God open our eyes so that we may see our own guilt and may live as responsible persons and as a responsible Church.

The third lesson of this story is a most practical one:  We have seen what God does not want and what he wants. God does not want wars. This is a disturbing and motivating thought. If we think that God wants war or that wars are just inevitable, it is easy to abdicate and to just feel powerless as we witness events that just overwhelm us. If we dare say that war is not the will of God, that it is not a fatality, then we have to stand up and get involved.

What is to be done is summarized in a few words by the prophet in our story: "send the captives back".
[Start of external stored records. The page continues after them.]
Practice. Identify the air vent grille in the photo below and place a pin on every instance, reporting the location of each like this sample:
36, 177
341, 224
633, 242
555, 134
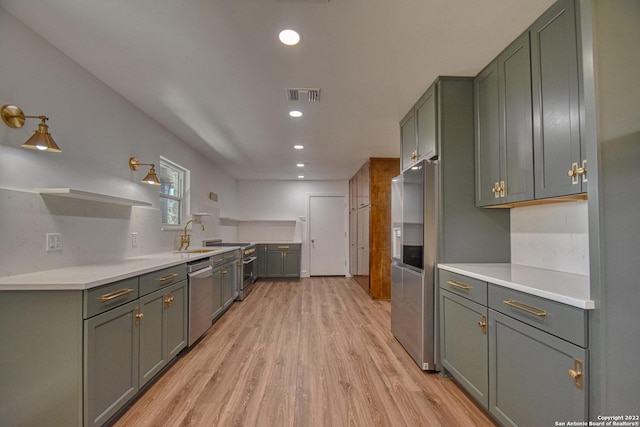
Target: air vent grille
303, 94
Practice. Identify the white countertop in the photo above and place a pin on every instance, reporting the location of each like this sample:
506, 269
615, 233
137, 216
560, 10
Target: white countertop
89, 276
567, 288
Many situations come to my mind when I hear this sentence : I think of the kind of work CPT has been doing in Iraq, raising awareness about the plight of prisoners there, I am thinking of the refugees that come to our European countries, I am thinking of the people who have disappeared in Bosnia and Columbia. I am thinking about the many many people who live in tents in Northern Iraq in Eritrea and in Chechnya. What does this "sending back" mean ?
It is something very practical: to clothe them, to give them food and drink, to bind the wounds, to take care of the weakest and to bring them home... The good news is: There is enough in the booty for everybody to be comforted. That is the will of God. In Luke 10 the very same deeds are summarized with the word "mercy" which comes from the Hebrew word Rachamim which means the uterus, the womb. Such is the will of God. Of the God who loves humanity as a mother loves her child. We may also formulate this last teaching as a prayer:

Jesus Christ, you have demonstrated God's love in dying on the cross and God in his mercy has raised you from the Dead. Help us do what mercy requires

The story of 2. Chronicles 28 helps us to rethink our thought-patterns about who is the good guy and who is the bad guy, about what God wants  and what he rejects. Jesus’ revisiting of this story shows that the word "kinsman" does not make much sense except if it means that we should behave as kinsmen, as neighbours towards each and every human being, whatever his or her origin.

God's will is compassion. He needs us, his Church, for his compassion to become visible : he needs people like Oded who raise their voices and say "send the prisoners back".  People who open the eyes of their generation, who point to problems and show God's solutions to escape the deadlock. He also needs people who do the will of God very practically, those who actually take care of the prisoners in order for them to experience liberation. God needs his Church to be a Peace Church. She should be a prophet and a deacon who show the way of God's mercy. This is the message Church and Peace tries to convey with its members in today’s Europe.